Die Vernebler spielen in der Therapie von schweren Atemwegserkrankungen eine wichtige Rolle. Mit ihnen werden flüssige Medikamente in ein Aerosol verwandelt, also definierte Tröpfchen, die sich tief einatmen lassen. Eine Voraussetzung dafür ist, dass der Aerosolerzeuger mit seiner gelochten Membran fehlerfrei ist. Diese wird über ein Piezo-Element zu Ultraschall-Schwingungen angeregt. Das an der schwingenden Membran anliegende Medikament wird durch das Schwingen durch rund 3000 Löcher gepresst, die einen Durchmesser von etwa 2 µm aufweisen, und so zerstäubt.

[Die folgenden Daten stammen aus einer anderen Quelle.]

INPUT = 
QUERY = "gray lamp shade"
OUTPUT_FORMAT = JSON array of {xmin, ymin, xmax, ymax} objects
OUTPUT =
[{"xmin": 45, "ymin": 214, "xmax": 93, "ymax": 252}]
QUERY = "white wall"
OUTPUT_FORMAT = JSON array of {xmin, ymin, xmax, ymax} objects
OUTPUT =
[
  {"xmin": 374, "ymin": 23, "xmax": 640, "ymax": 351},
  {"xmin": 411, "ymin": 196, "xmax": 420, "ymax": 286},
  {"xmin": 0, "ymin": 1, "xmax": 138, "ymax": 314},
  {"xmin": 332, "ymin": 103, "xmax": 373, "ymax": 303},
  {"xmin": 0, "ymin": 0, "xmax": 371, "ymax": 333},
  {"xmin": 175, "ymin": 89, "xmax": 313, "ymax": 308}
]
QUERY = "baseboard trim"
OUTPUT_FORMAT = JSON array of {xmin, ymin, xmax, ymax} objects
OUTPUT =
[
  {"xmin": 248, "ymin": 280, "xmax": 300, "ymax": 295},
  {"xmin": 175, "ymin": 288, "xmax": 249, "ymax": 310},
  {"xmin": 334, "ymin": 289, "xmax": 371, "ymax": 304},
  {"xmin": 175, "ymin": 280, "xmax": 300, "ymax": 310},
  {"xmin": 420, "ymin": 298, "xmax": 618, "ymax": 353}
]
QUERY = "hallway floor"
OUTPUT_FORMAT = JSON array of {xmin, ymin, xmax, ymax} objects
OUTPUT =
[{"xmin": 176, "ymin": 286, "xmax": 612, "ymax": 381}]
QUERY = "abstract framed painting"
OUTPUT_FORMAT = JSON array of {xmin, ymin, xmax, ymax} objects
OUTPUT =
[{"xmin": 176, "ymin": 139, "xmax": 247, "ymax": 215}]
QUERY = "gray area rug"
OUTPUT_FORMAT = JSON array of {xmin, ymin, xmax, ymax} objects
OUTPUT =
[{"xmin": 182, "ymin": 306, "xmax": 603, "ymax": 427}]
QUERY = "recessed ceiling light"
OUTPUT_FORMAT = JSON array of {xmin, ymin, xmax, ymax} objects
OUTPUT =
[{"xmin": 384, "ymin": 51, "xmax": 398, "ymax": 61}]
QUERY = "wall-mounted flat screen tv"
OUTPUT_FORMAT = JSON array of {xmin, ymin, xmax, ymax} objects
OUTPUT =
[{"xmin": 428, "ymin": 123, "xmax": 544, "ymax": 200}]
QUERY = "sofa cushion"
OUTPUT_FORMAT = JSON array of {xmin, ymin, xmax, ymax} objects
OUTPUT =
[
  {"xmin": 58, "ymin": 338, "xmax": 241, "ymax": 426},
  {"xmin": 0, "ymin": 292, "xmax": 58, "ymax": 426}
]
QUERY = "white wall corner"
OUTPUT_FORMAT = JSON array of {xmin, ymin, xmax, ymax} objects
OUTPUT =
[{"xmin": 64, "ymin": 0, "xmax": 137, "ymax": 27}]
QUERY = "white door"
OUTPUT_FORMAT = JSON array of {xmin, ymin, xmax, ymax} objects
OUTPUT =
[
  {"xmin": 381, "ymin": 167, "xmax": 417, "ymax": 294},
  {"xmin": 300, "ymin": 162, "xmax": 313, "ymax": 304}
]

Da an das Verneblersystem so hohe Anforderungen gestellt werden, setzt Pari auf eine 100-Prozent-Prüfung. „Diese hätte prinzipiell auch über die Prüfung der elektrischen Impedanz erfolgen können, mit der sich bestimmte Schwingungseigenschaften des Bauteils erfassen lassen“, erläutert Philipp Holzmann, Leiter der Gruppe Entwicklung Mikrosysteme bei Pari Pharma. Doch die Münchner entschieden sich für ein Compact Laser Vibrometer (CLV) der Polytec GmbH aus Waldbronn. „Dieses misst das Schwingungsverhalten des Aerosolerzeugers und erkennt so zuverlässiger und genauer, ob die Membran in Ordnung ist.“
Für die Qualitätskontrolle in der Fertigung wurde ein halbautomatischer Messplatz entwickelt. Er enthält ein Polytec-Noise-Analysis-Subsystem (PNA), das auf dem Laservibrometer basiert. Es besteht aus einer Steuereinheit und einem kompakten Messkopf mit flexiblem Lichtleiterkabel. Im Fertigungsprozess wird an jedem Aerosolerzeuger das Schwingungsverhalten der Membran berührungslos gemessen und für jede Membran das Frequenzspektrum ermittelt.
„Das Subsystem wurde von Polytec komplett geliefert und war in kurzer Zeit einsatzbereit“, berichtet Philipp Holzmann. „Aufwendiger war dagegen die Fehlermusterdefinition, bei der untersucht wurde, wie mögliche Fehler im Fertigungsprozess mit Hilfe der Schwingungsspektren zuverlässig erkannt werden können.“ Hierfür habe man rund sechs Monate benötigt, und auch heute noch würden hin und wieder neue Fehlermuster erkannt. „Treten solche auf, können wir häufig rückblickend den Fehler einer Auffälligkeit im Frequenzspektrum zuordnen und so die Fehlermusterdefinition erweitern“, erläutert der Pari-Entwickler. Die Prüfung erfolge deswegen nicht nur automatisch mit der Prüfsoftware Quick-Check, die bekannte kritische Merkmale in bestimmten Frequenzbereichen erkennt. Die Spektren würden zusätzlich einer Sichtkontrolle unterzogen, um die Fehlererkennung weiterzuentwickeln.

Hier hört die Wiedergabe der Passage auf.